I fear for so many incredible titles, especially as we possibly enter a real VR age.
Unless I force it on them (I probably will), my children may never give a second glance to the titles I grew up with and consider masterpieces, when they could sensually immerse themselves in a modern AAA or VR title.
So many great soundtracks, assets, feats of code, all deserving to be in a museum somewhere, lost in the ever-growing sea of content. Eventually only treasure-hunters like myself seek to experience and appreciate them.
Not only that, Sega can much more accurately determine what franchises might see profitable continuations, given a large enough sample size.
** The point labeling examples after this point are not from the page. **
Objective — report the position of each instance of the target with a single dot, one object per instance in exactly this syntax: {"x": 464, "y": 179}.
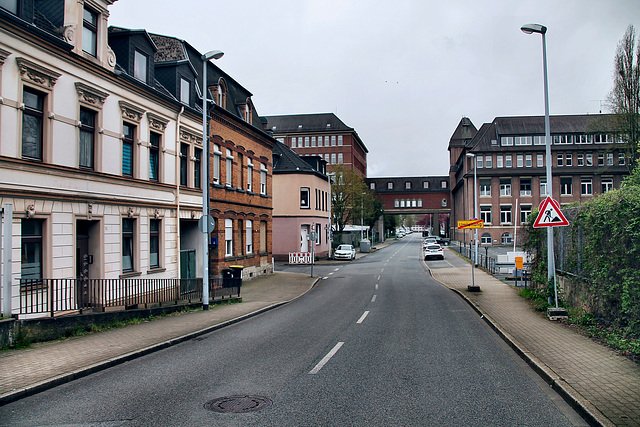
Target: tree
{"x": 624, "y": 98}
{"x": 346, "y": 197}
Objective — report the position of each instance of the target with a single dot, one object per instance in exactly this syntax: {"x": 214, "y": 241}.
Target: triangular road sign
{"x": 550, "y": 215}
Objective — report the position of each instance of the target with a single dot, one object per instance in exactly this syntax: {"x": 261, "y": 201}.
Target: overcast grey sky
{"x": 402, "y": 73}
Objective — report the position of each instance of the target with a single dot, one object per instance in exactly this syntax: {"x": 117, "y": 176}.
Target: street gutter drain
{"x": 237, "y": 404}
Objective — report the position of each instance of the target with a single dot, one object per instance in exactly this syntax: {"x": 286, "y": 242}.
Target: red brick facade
{"x": 243, "y": 199}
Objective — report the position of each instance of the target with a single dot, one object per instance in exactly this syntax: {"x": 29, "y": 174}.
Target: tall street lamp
{"x": 206, "y": 229}
{"x": 475, "y": 215}
{"x": 541, "y": 29}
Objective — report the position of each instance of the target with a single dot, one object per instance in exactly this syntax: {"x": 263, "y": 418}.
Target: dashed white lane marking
{"x": 325, "y": 359}
{"x": 364, "y": 316}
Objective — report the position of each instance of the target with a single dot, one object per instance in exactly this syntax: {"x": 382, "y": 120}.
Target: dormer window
{"x": 140, "y": 66}
{"x": 185, "y": 91}
{"x": 90, "y": 32}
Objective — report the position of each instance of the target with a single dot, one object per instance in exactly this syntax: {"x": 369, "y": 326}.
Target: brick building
{"x": 588, "y": 159}
{"x": 323, "y": 135}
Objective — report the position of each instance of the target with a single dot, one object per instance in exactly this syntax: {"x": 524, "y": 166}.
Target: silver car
{"x": 345, "y": 252}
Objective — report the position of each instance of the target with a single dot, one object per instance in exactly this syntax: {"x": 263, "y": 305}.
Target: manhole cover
{"x": 237, "y": 404}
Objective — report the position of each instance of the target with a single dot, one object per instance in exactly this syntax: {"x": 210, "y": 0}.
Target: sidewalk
{"x": 602, "y": 385}
{"x": 46, "y": 365}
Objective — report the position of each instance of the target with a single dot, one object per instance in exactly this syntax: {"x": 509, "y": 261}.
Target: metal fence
{"x": 56, "y": 296}
{"x": 489, "y": 263}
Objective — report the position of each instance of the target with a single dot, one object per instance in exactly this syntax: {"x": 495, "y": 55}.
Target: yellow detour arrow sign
{"x": 474, "y": 223}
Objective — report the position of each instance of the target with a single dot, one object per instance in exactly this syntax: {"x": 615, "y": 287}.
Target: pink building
{"x": 301, "y": 204}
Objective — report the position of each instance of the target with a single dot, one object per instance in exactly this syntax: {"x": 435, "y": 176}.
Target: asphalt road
{"x": 377, "y": 342}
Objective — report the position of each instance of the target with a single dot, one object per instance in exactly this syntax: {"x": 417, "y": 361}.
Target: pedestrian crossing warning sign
{"x": 550, "y": 215}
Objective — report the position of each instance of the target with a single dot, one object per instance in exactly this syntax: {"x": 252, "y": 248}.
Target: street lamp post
{"x": 214, "y": 54}
{"x": 541, "y": 29}
{"x": 475, "y": 215}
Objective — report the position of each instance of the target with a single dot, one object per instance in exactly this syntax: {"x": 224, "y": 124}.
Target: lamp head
{"x": 533, "y": 28}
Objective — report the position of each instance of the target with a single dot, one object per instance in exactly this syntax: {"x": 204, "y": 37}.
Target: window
{"x": 485, "y": 214}
{"x": 184, "y": 164}
{"x": 140, "y": 66}
{"x": 304, "y": 198}
{"x": 505, "y": 215}
{"x": 505, "y": 187}
{"x": 154, "y": 156}
{"x": 86, "y": 143}
{"x": 240, "y": 174}
{"x": 586, "y": 186}
{"x": 90, "y": 32}
{"x": 543, "y": 187}
{"x": 128, "y": 260}
{"x": 507, "y": 238}
{"x": 228, "y": 237}
{"x": 197, "y": 167}
{"x": 525, "y": 211}
{"x": 263, "y": 178}
{"x": 185, "y": 91}
{"x": 216, "y": 163}
{"x": 128, "y": 135}
{"x": 32, "y": 124}
{"x": 485, "y": 187}
{"x": 589, "y": 159}
{"x": 607, "y": 184}
{"x": 249, "y": 236}
{"x": 525, "y": 186}
{"x": 31, "y": 248}
{"x": 154, "y": 243}
{"x": 229, "y": 169}
{"x": 565, "y": 187}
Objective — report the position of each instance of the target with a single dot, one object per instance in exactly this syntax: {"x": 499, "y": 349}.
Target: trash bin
{"x": 236, "y": 274}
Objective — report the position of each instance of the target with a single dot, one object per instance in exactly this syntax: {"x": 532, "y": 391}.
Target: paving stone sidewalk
{"x": 604, "y": 384}
{"x": 42, "y": 366}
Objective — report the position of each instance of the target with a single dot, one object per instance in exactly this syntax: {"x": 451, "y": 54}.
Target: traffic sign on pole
{"x": 550, "y": 215}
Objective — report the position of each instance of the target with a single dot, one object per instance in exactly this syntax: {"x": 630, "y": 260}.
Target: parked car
{"x": 345, "y": 252}
{"x": 433, "y": 251}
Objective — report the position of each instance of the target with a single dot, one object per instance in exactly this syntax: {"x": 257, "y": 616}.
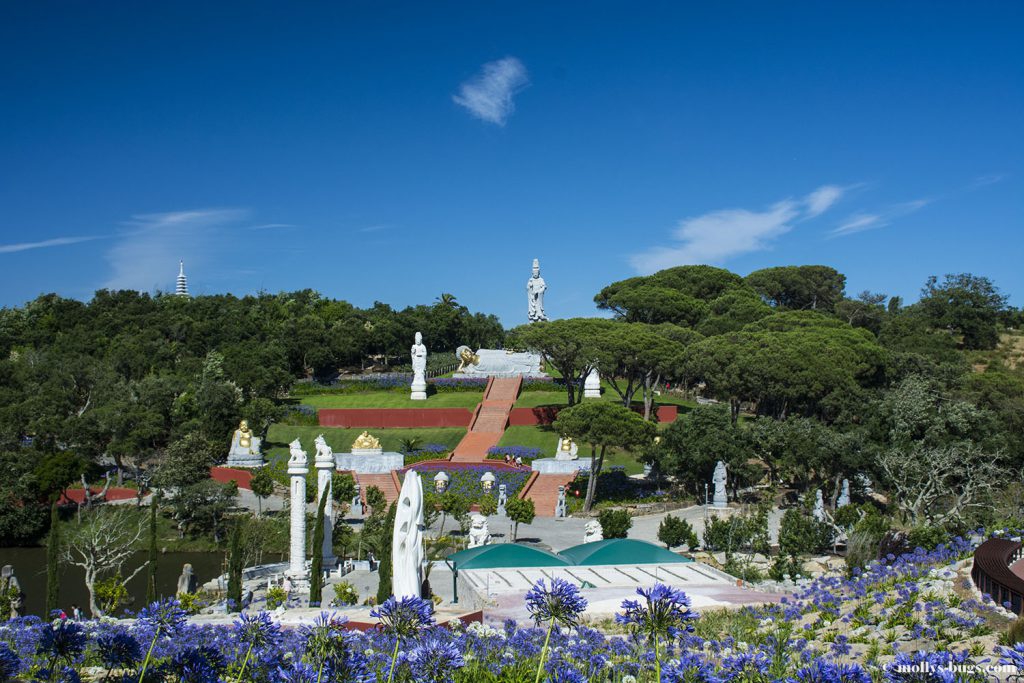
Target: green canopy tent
{"x": 500, "y": 556}
{"x": 621, "y": 551}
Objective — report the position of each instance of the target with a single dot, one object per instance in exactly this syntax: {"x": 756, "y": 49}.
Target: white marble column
{"x": 297, "y": 470}
{"x": 325, "y": 470}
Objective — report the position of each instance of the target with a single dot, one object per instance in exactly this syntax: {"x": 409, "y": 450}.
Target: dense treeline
{"x": 125, "y": 378}
{"x": 816, "y": 386}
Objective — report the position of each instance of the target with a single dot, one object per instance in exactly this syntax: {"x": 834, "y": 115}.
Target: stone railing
{"x": 991, "y": 572}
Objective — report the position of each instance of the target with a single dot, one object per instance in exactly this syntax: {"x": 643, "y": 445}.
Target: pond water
{"x": 30, "y": 567}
Having not played any of these titles on mobile myself, I can only imagine that Sega has ruined this very noble idea with intrusive ads and a payment scheme for removing them.
You started with "Serious kudos to Sega." and ended it with "I can only imagine Sega has ruined this very noble idea with intrusive ads and a payment scheme for removing them."
Should they be applauded or shunned?
Additionally, the games of your youth are special, partly because they were a part of your youth. There will likely be games of your children's youth that they hold near and dear likewise. Maybe they will be serious enthusiasts and want to track the history of video games and see how we arrived at this current age, but thats a lot to take in! In my opinion, Nintendo has continued to release novel and fun games throughout the years that stick to the same principles that they designed the original Mario and Zelda following. Their last few console titles would be a good place to start and a potential bridge between the new and the old.
I welcome Sega's announcement and will be delighted to hand over $1.99 to disable all ads - I know their games are of a known quality, and will come without suprise violence included etc.
By way of example I have one simple game he loves to play that randomly brings up images of a guy holding a girl in a headlock with a gun pointed at her head.... and the same ad comes up repeatedly. I can't even disable it via an in-app purchase (trust me, I tried).
As an aside, I'd welcome some suggestions of games he can play, and if anyone reading this is a game developer I'll be happy to provide any imnput to something you are dreaming up.